Earlier in the semester we saw a way of implementing a queue (FIFO) using two stacks (LIFO).  Say that our stack has three operations, push, pop and empty, each with cost 1.

We saw that a queue can be implemented as

We've seen earlier that this algorithm is correct, now we will consider the running time in more detail. 

A conventional worst case analysis would establish that dequeue takes O(n) time but this is clearly a weak bound for a sequence of operations because very few dequeues can take that long.  That is, O(n^2) is not a very accurate characterization of how long a sequence of n enqueue and dequeue operations will take, even though in the worst case an individual dequeue can certainly take O(n) time.

To simplify the amortized analysis we will consider only the cost of the push and pop operations and not of checking whether stack2 is empty, as that operation clearly costs 1 per dequeue.

Aggregate method.  As each element is processed, it is clearly pushed at most twice and popped at most twice.  However, if an element is enqueued and never dequeued then it is pushed at most twice and popped at most once.
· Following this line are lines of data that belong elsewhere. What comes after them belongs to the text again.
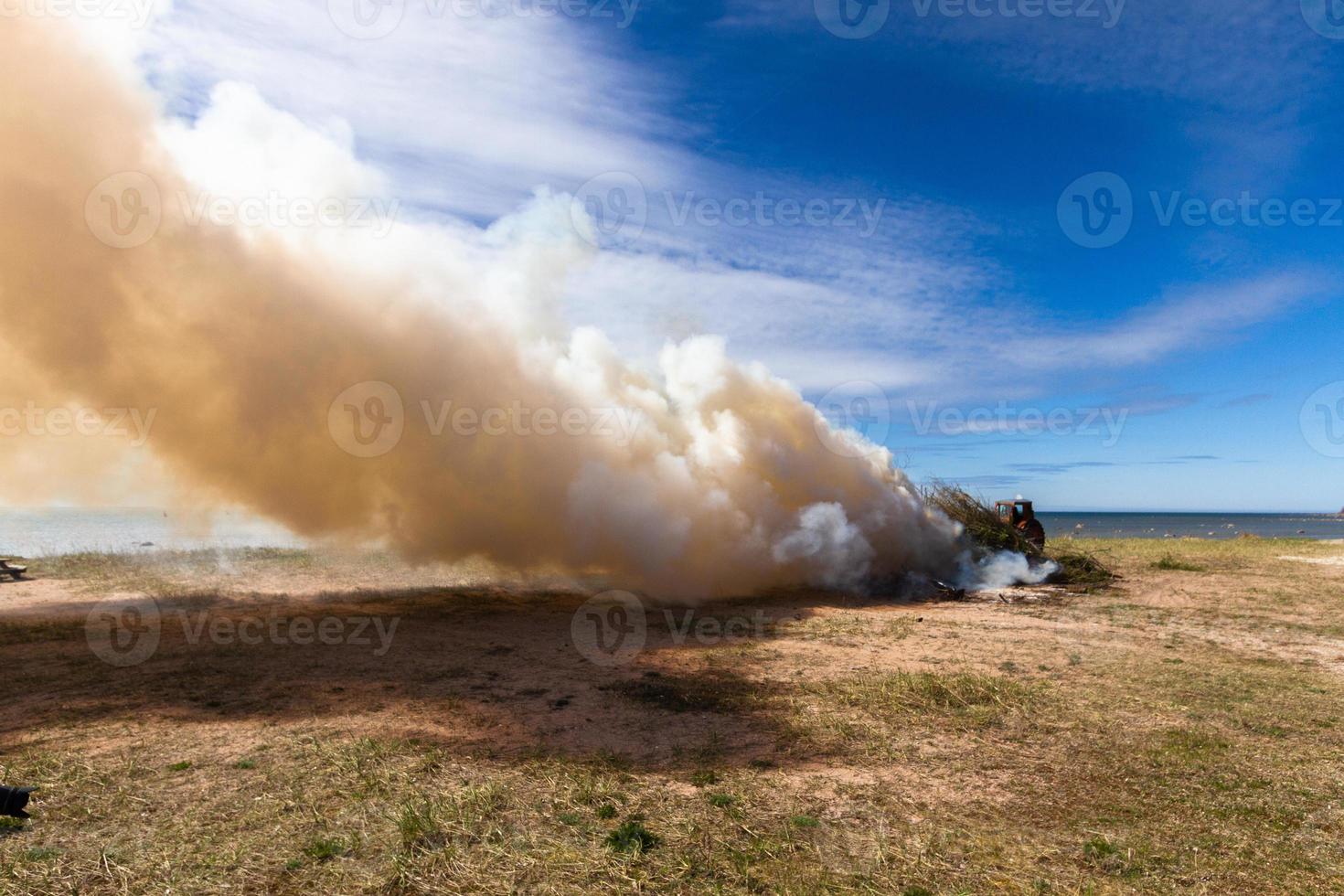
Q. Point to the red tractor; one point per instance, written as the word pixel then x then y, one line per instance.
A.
pixel 1020 516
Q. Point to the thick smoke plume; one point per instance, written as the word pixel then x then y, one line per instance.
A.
pixel 240 341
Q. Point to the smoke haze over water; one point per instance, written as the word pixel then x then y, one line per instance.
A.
pixel 240 338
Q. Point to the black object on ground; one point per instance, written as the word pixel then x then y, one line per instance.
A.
pixel 12 799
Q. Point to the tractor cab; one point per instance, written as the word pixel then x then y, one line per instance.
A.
pixel 1021 516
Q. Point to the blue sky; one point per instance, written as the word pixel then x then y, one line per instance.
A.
pixel 937 278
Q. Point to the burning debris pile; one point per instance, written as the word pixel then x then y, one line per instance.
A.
pixel 1001 555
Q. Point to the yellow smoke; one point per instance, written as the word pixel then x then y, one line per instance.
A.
pixel 262 360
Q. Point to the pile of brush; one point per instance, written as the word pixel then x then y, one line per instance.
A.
pixel 988 532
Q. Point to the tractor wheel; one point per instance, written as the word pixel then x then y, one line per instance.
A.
pixel 1034 532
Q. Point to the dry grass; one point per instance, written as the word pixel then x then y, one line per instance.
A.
pixel 1176 733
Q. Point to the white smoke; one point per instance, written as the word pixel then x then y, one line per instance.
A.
pixel 240 337
pixel 1003 570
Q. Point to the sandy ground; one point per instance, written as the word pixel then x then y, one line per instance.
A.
pixel 417 653
pixel 260 655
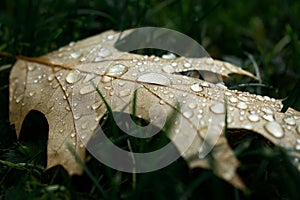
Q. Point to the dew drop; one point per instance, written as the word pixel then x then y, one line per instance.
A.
pixel 125 92
pixel 187 114
pixel 196 88
pixel 218 108
pixel 51 77
pixel 233 99
pixel 154 78
pixel 274 129
pixel 106 79
pixel 267 110
pixel 242 105
pixel 117 70
pixel 253 118
pixel 87 89
pixel 75 54
pixel 269 118
pixel 228 93
pixel 73 76
pixel 169 56
pixel 168 69
pixel 174 64
pixel 290 121
pixel 298 129
pixel 19 98
pixel 187 64
pixel 242 98
pixel 192 105
pixel 209 61
pixel 97 105
pixel 84 125
pixel 31 67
Thus the cost of each enqueue is 3 and of each dequeue is 1.

Banker's method. Allocate $2 to each element stored in the queue structure.  This will cover the cost of popping it and pushing it from stack1 to stack2 if that ever needs to be done.  There is an additional cost of $1 for the initial push onto stack1, for a cost of $3.  The dequeue operations cost $1 to pop from stack2.

Note that the analysis in both cases seems to charge more for storing than removing, even though in the code it is the other way around.  Amortized analysis bounds the overall sequence, which in this case depends on how much stuff is stored in the data structure.  It does not bound the individual operations.

Potential Functions (Physicist's Method)

This is a more formal version of the banker's method.  Instead of distributing money across items in the data structure, we will keep money in a piggy bank, as what's really important is that we have enough money to pay for operations as they happen.  We will call the amount of money in the bank the potential function, Φ, for the problem.

For each of the problems considered above we can write down a potential function.

For the counter problem:

     Φ(counter) = # of 1 bits in the counter

For the queue implemented in terms of a stack:

     Φ(queue) = 2 * size of stack 1

Say a data structure changes from state S to state S' as the result of doing some operation, we can define the amortized cost of the operation using Φ as

amortized cost = actual cost + Φ(S') - Φ(S)

Which is simply the amount of additional money that we need to maintain our piggy bank and pay for the work.

Note that if the potential is non-negative and starts at zero, then the sum of the actual costs is <= the sum of the amortized costs.